ZERO funding boost: $67m to expand personalised medicine program

The world-leading Zero Childhood Cancer program (ZERO) has this week received $67 million from both the Federal government and Minderoo Foundation, to help give all children and young people with cancer the greatest chance of survival.

Led by the Kids Cancer Centre at Sydney Children’s Hospital, Randwick, together with the Children’s Cancer Institute, Zero has changed the way we diagnose and treat children with the most aggressive or relapsed cancers. New funding committed by the Commonwealth Minister for Health, the Hon Greg Hunt of $54.8million together with $12.2million from Andrew and Nicola Forrest’s Minderoo Foundation will ensure Zero is expanded, and offered to all children diagnosed with cancer by 2023.

Each year, almost 1000 children and young people are diagnosed with cancer around Australia, and is unfortunately still the most common cause of death from disease.  ZERO provides treatment options for kids like Kaylee, who was diagnosed with stage 4 neuroblastoma in 2018. For 18 months she was given every treatment possible - none of which proved effective. In mid- 2019 her oncologist discovered that Kaylee’s tumours had begun to grow rapidly and she was enrolled in ZERO, where the genetic footprint of her tumours were tested and a specific mutation was discovered in her tumour’s DNA. Lorlatinib, a drug typically used to treat lung cancers, was identified in the laboratories to possibly help target Kaylee’s specific cancer cells.

Every child deserves something like this, it's so needed and it makes everything so much easier, it works like a miracle. - Kaylee


The funding boost will also support the development of a comprehensive genomic databank of each patient’s healthy and cancer cells which will allow researchers to better understand the causes of childhood cancer, identify genetic markers that may help predict those at risk of the disease, and increase the ability to make better informed treatment recommendations. By enabling all children access early in their cancer journey, the program aims to reduce the chance of relapse.
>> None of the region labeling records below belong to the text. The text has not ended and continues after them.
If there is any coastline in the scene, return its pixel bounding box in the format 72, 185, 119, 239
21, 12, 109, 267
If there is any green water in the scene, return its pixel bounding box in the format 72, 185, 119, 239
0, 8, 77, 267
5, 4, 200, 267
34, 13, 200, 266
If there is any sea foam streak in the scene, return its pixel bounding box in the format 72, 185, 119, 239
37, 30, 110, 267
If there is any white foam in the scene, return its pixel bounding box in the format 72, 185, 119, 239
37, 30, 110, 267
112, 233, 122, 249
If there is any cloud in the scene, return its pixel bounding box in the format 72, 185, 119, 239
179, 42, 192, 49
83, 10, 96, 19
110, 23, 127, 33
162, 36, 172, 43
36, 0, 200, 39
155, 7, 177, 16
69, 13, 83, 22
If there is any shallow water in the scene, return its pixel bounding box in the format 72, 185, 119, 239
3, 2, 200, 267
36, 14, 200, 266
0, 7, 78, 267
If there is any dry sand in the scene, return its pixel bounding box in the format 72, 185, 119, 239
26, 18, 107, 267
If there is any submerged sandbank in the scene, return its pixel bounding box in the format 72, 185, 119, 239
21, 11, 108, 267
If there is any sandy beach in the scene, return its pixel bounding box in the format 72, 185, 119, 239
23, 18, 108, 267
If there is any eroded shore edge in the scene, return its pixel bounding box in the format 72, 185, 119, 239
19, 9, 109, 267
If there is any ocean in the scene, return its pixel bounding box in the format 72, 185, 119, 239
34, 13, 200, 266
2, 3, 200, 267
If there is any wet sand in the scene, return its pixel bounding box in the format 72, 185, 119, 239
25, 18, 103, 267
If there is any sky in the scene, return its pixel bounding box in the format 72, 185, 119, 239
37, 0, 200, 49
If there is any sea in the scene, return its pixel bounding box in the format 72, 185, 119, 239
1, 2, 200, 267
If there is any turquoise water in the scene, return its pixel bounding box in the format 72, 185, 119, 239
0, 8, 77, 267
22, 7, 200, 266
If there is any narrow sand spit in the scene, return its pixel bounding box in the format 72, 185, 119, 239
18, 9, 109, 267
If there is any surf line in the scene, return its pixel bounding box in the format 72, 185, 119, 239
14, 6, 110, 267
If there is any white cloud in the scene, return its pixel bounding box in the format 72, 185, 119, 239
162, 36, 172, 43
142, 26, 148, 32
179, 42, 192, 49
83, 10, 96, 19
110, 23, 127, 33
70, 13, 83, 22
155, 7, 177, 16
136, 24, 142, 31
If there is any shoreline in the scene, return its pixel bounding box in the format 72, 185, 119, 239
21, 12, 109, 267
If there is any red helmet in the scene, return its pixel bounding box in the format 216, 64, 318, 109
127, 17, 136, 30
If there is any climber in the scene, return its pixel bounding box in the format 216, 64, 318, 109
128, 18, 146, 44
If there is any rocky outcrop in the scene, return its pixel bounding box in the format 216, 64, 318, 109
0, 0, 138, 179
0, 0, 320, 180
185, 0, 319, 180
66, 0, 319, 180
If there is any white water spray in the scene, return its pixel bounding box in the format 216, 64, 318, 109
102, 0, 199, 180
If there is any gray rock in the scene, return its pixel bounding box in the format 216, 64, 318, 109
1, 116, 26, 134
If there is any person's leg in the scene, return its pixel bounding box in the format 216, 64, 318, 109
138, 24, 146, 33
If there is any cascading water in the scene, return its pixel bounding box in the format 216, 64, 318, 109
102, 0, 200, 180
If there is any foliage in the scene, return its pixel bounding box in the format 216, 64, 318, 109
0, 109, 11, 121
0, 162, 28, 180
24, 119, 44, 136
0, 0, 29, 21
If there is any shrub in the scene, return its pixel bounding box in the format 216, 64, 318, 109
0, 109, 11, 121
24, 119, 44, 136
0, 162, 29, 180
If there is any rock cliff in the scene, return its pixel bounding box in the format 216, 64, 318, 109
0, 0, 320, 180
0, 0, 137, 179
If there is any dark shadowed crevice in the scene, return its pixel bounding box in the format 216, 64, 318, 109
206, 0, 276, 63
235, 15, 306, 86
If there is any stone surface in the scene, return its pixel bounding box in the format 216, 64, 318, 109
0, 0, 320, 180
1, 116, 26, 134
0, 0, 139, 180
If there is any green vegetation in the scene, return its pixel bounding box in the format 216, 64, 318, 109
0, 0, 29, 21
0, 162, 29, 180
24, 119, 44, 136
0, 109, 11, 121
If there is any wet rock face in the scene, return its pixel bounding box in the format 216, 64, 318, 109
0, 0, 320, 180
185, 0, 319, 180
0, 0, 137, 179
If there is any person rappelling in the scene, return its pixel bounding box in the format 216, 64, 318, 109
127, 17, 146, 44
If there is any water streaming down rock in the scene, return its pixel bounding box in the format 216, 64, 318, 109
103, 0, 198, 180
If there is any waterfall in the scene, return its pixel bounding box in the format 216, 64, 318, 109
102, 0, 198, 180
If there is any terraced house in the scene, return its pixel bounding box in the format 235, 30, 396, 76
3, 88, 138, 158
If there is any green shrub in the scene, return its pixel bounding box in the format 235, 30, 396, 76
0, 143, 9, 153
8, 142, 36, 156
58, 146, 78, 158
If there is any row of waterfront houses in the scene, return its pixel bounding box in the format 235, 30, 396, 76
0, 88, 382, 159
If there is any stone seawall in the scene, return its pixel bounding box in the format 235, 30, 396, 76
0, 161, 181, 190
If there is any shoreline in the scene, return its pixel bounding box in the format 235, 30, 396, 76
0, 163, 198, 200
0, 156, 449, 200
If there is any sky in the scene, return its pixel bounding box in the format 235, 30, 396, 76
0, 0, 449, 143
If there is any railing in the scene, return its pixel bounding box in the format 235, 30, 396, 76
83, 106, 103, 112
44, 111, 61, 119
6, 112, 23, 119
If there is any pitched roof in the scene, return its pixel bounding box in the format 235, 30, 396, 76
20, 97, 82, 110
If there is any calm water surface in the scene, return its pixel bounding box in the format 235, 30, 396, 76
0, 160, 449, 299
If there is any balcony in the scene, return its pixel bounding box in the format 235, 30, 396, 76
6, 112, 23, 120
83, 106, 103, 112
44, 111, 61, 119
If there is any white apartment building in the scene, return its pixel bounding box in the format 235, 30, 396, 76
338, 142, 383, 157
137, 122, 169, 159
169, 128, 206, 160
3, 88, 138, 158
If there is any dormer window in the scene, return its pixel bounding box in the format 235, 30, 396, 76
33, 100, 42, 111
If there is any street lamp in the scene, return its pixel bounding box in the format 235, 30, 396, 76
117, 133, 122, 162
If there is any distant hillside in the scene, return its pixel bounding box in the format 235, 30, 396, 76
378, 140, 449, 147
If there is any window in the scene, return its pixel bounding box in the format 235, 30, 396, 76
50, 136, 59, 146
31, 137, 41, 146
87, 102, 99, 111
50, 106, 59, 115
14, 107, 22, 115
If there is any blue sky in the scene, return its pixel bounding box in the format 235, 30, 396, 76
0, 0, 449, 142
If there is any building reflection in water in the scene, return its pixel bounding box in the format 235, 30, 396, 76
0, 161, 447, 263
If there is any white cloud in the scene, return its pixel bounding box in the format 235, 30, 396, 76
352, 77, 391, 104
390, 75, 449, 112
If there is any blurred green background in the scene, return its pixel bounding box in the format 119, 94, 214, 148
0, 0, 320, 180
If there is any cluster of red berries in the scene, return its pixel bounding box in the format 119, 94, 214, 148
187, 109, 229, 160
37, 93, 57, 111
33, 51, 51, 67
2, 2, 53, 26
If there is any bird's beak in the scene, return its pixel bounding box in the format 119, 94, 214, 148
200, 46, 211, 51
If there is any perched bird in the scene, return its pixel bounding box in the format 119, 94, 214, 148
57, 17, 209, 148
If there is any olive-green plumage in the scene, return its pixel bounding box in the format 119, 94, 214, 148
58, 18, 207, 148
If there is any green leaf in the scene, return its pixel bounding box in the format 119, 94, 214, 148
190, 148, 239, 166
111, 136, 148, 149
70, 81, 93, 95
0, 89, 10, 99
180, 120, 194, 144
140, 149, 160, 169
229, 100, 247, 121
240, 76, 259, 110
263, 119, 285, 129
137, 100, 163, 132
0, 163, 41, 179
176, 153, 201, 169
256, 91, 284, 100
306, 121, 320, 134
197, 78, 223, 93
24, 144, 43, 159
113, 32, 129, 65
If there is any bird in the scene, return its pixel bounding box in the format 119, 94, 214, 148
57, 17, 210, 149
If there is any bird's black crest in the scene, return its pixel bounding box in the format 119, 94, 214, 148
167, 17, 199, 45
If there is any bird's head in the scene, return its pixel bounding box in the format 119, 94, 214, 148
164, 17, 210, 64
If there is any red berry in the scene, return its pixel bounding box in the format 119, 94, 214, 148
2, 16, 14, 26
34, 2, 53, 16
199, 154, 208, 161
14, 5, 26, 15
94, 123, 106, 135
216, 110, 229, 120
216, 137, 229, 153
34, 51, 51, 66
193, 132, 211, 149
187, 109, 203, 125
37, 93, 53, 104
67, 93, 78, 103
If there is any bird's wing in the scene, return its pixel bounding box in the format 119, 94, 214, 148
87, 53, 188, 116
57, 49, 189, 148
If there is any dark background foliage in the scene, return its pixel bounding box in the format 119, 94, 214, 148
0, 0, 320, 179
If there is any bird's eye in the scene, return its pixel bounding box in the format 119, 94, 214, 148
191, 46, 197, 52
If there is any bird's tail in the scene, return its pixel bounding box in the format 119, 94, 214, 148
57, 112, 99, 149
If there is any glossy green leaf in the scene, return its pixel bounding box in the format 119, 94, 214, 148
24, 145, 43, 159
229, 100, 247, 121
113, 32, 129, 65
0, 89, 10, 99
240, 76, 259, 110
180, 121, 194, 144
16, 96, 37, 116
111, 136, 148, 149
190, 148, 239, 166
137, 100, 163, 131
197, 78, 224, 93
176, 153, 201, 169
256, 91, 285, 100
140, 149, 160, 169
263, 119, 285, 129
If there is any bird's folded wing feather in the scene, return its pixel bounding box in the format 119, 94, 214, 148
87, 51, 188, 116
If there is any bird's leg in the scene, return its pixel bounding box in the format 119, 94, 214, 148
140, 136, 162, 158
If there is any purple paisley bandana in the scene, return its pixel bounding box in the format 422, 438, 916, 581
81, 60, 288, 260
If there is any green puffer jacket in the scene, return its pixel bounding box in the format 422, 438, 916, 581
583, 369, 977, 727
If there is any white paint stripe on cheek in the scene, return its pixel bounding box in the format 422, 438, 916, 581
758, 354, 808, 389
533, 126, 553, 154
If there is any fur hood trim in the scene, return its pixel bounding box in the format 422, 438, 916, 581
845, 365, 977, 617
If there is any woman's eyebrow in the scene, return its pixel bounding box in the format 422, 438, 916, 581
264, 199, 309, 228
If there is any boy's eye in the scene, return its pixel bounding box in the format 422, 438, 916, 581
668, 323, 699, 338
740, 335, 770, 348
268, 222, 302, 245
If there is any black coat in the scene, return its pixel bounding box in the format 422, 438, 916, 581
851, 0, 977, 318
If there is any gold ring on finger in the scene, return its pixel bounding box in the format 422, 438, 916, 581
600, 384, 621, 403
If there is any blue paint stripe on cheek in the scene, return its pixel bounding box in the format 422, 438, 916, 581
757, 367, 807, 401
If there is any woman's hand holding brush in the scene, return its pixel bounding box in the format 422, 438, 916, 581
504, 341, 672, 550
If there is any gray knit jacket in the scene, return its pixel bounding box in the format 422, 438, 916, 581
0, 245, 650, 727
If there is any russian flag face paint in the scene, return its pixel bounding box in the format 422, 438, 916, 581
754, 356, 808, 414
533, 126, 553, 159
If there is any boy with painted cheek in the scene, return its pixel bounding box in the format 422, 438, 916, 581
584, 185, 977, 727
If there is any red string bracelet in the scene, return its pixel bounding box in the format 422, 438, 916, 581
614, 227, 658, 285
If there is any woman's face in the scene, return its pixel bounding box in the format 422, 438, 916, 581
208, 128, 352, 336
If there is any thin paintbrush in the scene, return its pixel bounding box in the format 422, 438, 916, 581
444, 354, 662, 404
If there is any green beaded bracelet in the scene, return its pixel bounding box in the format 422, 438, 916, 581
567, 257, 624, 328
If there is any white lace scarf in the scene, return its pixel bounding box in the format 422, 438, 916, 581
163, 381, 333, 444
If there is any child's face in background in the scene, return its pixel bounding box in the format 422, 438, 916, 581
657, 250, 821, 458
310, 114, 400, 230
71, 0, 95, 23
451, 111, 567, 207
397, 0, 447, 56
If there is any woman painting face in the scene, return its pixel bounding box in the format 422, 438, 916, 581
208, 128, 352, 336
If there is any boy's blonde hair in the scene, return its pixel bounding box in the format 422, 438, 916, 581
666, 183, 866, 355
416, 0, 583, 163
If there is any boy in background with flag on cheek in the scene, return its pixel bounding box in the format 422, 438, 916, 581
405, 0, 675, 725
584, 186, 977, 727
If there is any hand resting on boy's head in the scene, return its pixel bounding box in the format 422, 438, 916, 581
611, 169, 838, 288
Few can appreciate the importance of this program the way that Prof Tracey O’Brien, Director of the Kids Cancer Centre does, specialists like her must deliver the devastating news to families that treatment has failed and there are no other options for their precious child. Prof O’Brien says that this investment will allow doctors to embed the latest, cutting-edge cancer research into the best hospital care;

Soon, every child with cancer in this country will get tomorrow’s care today, and their best possible chance at cure. No child should die of cancer and that’s the ultimate aim of the Zero Childhood Cancer precision medicine program. - Prof Tracey O'Brien.

Built on a collaborative network of all eight children’s hospitals in Australia and 22 international research partners, the first ZERO national clinical trial for children with aggressive cancer was launched in September 2017. The results have been remarkable with over 300 children enrolled, and potential personalised treatment recommendations made for more than 70% of the children, which are now being reported to the children’s treating doctors within eight weeks on average. For the first group of children with clinical follow up who have received the recommended treatment plans, 50% have had a complete or partial response, or their disease has been stabilised. In addition, the findings from ZERO have led directly or indirectly to the opening of 23 new clinical trials for children with cancer in Australia.